From the perspective of practical relevance, this study underscores the urgency for educators to proactively engage with the emotional and motivational dynamics of students in online classrooms to enhance teaching effectiveness. The following practical strategies are recommended to combat boredom and enhance engagement. Educators should incorporate real-time interactive elements, such as polls and group discussions. These practices are particularly crucial for engaging students, such as female students identified in the study, who exhibit higher levels of disengagement. The adoption of varied instructional techniques, including multimedia presentations and problem-based learning, can cater to diverse student preferences and foster intrinsic motivation. This study advocates educational strategies that prioritize emotional awareness in digital learning environments. Structured feedback mechanisms should be implemented to effectively monitor and respond to students’ emotional states, thus reducing negative emotions and enhancing the online learning experience.

The major limitations associated with this study are as follows. Firstly, in terms of the sample selection, although the purpose sampling technique is employed to cover China to a possible extent, the number of universities remains small, whereas the college level cannot cover all types, due to the limitation of sampling conditions, and demographic background differences are not fully considered. Based on this, future research studies may consider expanding the sample coverage, and fully consider demographic background variables, such as family background, socio-economic status and other psychological factors, in order to further validate the study findings. Secondly, there is also a need to adopt cross-sectional data, in order to scrutinize the potential correlation between factors.
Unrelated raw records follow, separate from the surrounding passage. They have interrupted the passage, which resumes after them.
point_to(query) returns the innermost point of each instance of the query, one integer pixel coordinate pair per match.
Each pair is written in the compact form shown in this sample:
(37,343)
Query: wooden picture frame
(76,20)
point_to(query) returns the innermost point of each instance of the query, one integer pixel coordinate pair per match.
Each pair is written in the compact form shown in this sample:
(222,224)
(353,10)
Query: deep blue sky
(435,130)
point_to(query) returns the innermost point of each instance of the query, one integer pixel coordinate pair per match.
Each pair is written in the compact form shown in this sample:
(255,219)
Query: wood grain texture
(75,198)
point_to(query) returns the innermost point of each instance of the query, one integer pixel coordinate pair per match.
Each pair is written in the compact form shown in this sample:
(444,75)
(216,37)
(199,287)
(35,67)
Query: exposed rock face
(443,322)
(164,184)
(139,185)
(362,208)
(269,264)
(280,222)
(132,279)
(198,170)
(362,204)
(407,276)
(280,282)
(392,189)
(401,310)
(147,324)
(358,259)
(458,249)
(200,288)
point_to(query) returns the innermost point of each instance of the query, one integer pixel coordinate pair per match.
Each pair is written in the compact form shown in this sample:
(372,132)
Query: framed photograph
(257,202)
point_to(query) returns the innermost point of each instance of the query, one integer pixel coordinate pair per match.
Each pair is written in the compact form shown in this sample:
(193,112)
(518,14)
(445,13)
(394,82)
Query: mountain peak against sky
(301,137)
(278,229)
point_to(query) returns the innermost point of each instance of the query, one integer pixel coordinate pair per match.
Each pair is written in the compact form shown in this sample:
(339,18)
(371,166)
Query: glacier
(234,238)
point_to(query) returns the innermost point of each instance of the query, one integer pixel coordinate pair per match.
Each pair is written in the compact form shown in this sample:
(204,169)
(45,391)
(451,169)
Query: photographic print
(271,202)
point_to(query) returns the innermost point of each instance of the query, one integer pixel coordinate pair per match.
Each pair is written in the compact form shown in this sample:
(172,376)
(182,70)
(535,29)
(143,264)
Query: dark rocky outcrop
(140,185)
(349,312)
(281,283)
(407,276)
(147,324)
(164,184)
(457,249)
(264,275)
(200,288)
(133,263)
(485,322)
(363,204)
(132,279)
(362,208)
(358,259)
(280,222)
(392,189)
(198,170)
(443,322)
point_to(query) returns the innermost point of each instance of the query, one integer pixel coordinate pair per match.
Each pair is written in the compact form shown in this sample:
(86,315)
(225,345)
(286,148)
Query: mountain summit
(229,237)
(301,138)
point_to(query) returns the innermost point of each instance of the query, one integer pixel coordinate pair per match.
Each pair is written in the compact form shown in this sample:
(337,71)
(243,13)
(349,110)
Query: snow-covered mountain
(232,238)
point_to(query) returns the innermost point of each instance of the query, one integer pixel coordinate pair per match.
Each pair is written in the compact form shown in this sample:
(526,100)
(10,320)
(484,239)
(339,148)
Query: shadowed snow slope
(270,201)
Furthermore, other factors related to online classrooms need to be further controlled, while quasi-experimental research can be attempted in future research. Thirdly, in the context of estimation tools, the online class-related boredom scale applies the portion of Pekrun’s achievement emotion questionnaire. In future research, it is crucial to construct a distinct survey tool, in order to estimate online class-related boredom. Since academic achievement is only characterized by the perceived generic skills of the students, standardized test scores can be included in future research. Finally, the mechanism of college students’ online class-related boredom to reduce extrinsic and intrinsic school motivation is still indistinct. Thus, the proposed mechanism can be thoroughly explored in the future to extend a more detailed influential mechanism and decision-making basis for educational and academic activities.